Re: [PATCH RESEND bpf-next v10 7/8] bpf: allow non-owning list-node args via __nonown_allowed

[Eduard Zingerman]

On Tue, 2026-05-12 at 13:59 +0800, Kaitao cheng wrote:
> From: Kaitao Cheng <chengkaitao@xxxxxxxxxx>
> 
> KF_ARG_PTR_TO_LIST_NODE normally requires an owning reference
> (PTR_TO_BTF_ID | MEM_ALLOC with ref_obj_id).

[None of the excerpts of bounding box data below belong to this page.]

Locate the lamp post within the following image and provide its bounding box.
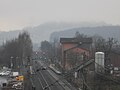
[10,56,13,69]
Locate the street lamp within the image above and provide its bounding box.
[10,56,13,69]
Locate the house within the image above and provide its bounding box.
[60,38,92,70]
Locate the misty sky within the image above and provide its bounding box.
[0,0,120,31]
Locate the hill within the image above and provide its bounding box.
[50,26,120,41]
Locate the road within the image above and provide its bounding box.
[31,62,65,90]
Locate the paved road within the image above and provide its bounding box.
[31,60,65,90]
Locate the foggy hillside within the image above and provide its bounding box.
[0,22,108,45]
[50,26,120,41]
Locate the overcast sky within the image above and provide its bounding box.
[0,0,120,31]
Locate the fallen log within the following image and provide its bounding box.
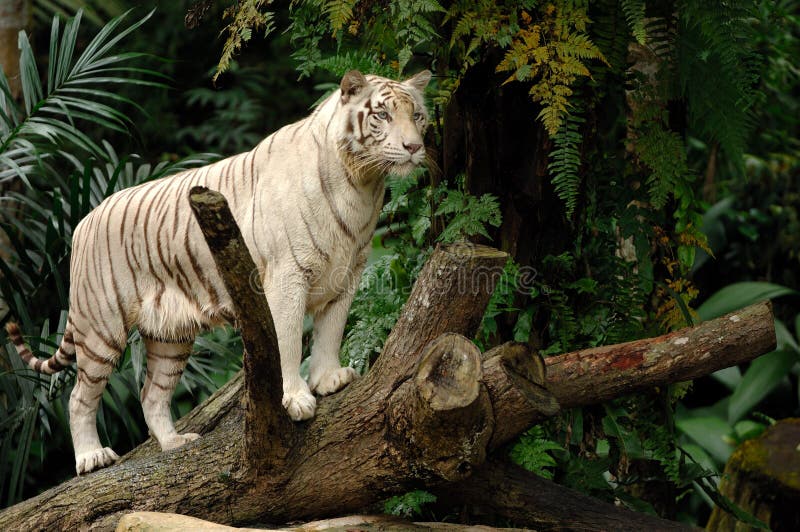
[0,189,774,529]
[0,191,507,530]
[706,418,800,532]
[435,457,691,532]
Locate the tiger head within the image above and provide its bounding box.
[340,70,431,177]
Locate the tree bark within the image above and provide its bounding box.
[189,187,295,470]
[435,458,691,532]
[706,419,800,532]
[0,0,31,99]
[0,190,774,530]
[0,206,507,530]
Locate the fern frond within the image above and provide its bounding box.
[323,0,358,35]
[212,0,275,81]
[547,112,585,218]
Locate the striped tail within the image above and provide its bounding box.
[6,322,75,375]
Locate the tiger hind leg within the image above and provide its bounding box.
[141,338,200,451]
[69,337,121,475]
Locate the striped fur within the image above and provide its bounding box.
[7,71,430,474]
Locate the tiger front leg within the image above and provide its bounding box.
[308,283,358,395]
[69,337,120,475]
[264,276,317,421]
[141,338,200,451]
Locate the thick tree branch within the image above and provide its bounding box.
[435,459,691,532]
[389,333,494,481]
[189,187,295,469]
[545,301,776,408]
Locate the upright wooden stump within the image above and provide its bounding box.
[706,419,800,532]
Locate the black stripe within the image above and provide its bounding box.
[147,350,192,361]
[75,342,114,366]
[317,150,356,242]
[78,367,108,384]
[183,228,219,307]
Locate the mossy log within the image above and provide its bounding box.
[706,419,800,532]
[0,190,774,530]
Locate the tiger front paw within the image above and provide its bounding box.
[283,388,317,421]
[75,447,119,475]
[309,368,358,395]
[161,432,200,451]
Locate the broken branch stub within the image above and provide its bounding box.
[389,333,494,481]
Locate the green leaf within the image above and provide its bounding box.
[383,490,436,517]
[728,350,798,423]
[675,415,733,464]
[697,281,798,320]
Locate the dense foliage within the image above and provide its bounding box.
[0,0,800,524]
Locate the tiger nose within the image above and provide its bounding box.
[403,142,422,155]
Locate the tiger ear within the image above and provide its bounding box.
[403,70,433,92]
[339,70,369,103]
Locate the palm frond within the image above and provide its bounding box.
[0,11,164,186]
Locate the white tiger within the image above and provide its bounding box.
[6,70,431,475]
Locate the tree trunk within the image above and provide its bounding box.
[706,419,800,532]
[0,191,774,530]
[436,458,691,532]
[0,0,31,99]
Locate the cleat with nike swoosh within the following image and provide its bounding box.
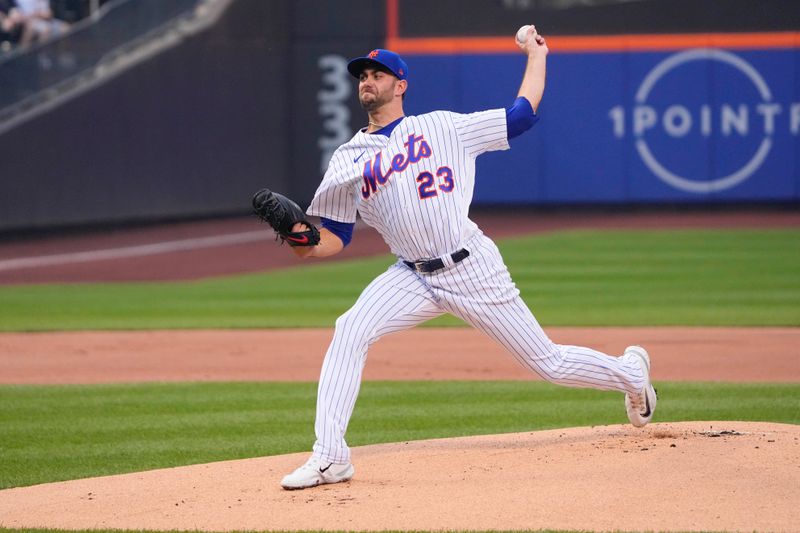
[624,346,658,428]
[281,455,355,490]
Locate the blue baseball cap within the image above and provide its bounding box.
[347,48,408,80]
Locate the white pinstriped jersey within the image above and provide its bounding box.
[308,109,509,261]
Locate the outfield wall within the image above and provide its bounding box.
[401,46,800,204]
[0,0,800,232]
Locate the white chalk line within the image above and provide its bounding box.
[0,230,271,272]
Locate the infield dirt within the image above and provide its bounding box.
[0,422,800,531]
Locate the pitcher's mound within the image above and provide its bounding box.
[0,422,800,531]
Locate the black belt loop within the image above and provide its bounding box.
[403,248,469,274]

Introduce and use
> the __nonown_allowed annotation on selected list-node arguments
> so non-owning references with ref_obj_id==0 are accepted as well.
> 
> This enables passing bpf_list_front() / bpf_list_back() results to:
> 
> bpf_list_add() as insertion point (prev)
> bpf_list_del() as deletion target (node)
> bpf_list_is_first/last() as query target (node)
> 
> Verifier keeps existing owning-ref checks by default; only arguments
> annotated with __nonown_allowed bypass MEM_ALLOC/ref_obj_id checks
> and then follow the same list-node validation path.
> 
> Signed-off-by: Kaitao Cheng <chengkaitao@xxxxxxxxxx>
> ---

Reviewed-by: Eduard Zingerman <eddyz87@xxxxxxxxx>

[...]

> @@ -12017,6 +12022,13 @@ static int check_kfunc_args(struct bpf_verifier_env *env, struct bpf_kfunc_call_
>  				return ret;
>  			break;
>  		case KF_ARG_PTR_TO_LIST_NODE:
> +			if (is_kfunc_arg_nonown_allowed(btf, &args[i]) &&
> +			    type_is_non_owning_ref(reg->type) && !reg->ref_obj_id) {
                                                                 ^^^^^^^^^^^^^^^^
                           Nit: I think this check is redundant, type_is_non_owning_ref() should suffice.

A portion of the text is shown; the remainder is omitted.